“I’d be happy to have my biography be the stories of my dogs. To me, to live without dogs would mean accepting a form of blindness.”
— Thomas McGuane
There has never been a time in my life without dogs. I can’t imagine it any other way.
I remember a black and white photograph in an old family album. My three older sisters appear in the first photo, dressed up in their new school clothes, smiling as they head off for their first day of school. I am going to be alone, as it is my next older sister’s first day of first grade.
The next photo that appears is little old me, taken that same morning, sleepy-eyed at about age 3, still in my one-piece jammies with the feet in them, sitting on our old brown couch with my arm around my dear sweet Pekingese, Chippi Chan, then still a young dog.
I have a feeling that from that day on, Chippi became something more dear to me than just a dog. I have my dear dad to thank for this thoughtful gift, not wanting me to be lonely.
So many of my childhood memories have Chip in at least a part of the moment, just as siblings are a part of most memorable clips that endure.
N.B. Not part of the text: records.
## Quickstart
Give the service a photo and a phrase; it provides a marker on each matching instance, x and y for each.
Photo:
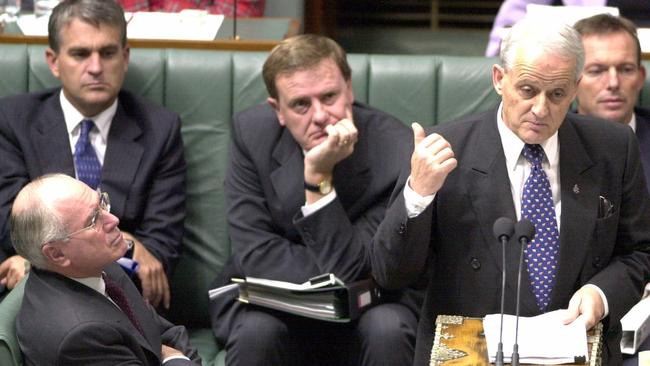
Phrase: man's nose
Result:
(540, 106)
(612, 78)
(320, 114)
(109, 221)
(95, 63)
Chip was my sidekick, my buddy, and we were pretty much inseparable.
When I was about 9 years old, the three youngest of us in the family got new bikes for the first time. We were taken to the Schwinn shop and allowed to at least weigh in on which models we liked best. I had to choose a style that would somehow include my dog. I landed on a banana-seat Schwinn with a wicker basket attached to the deep handlebars.
Chip fit down in that basket like it was built just for her, and we explored the farm and the neighborhood together. Sitting there in her perch, we received double-takes from those passing us, a comical picture, I am sure.
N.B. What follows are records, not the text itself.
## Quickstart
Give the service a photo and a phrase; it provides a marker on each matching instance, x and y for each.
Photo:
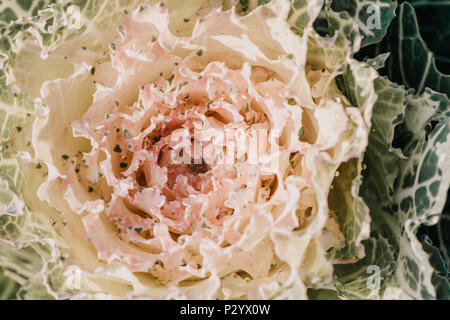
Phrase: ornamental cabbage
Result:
(219, 150)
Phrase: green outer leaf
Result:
(434, 29)
(367, 19)
(411, 62)
(405, 190)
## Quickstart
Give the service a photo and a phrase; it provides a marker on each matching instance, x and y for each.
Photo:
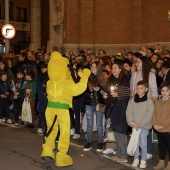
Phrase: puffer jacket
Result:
(161, 115)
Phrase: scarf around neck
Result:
(137, 99)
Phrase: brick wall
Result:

Many people have no idea what a pleasurable clown a Pekingese can be. Chip was sweet but sassy, fun and adventuresome, a tiny fawn-colored pup who loved to be with her girl.
Until that bicycle took a right turn at the end of our road.
A right turn meant we were heading for Doc Smith’s vet clinic, and that Peke began getting antsy, trying to escape. I had to learn to steer with one hand and hold her steady with the other, assuring her that Doc Smith was a good friend to us.
Sometimes I was just sent to pick up a dose of medicine for some ailing animal on our farm. Other times I just wanted to say hello to Doc and Shirley. Chip never thought we needed to make that right turn, and she let me know it.
Since then, there have been other dogs. English Shepherds, Pekingese, Westies, tiny Yorkies. I have loved them all — respecting their quirks and their antics, their companionship, their loyalty without question.
Lonzo Idolswine once said, “My dog is usually pleased with what I do, because she is not infected with the concept of what I should be doing.”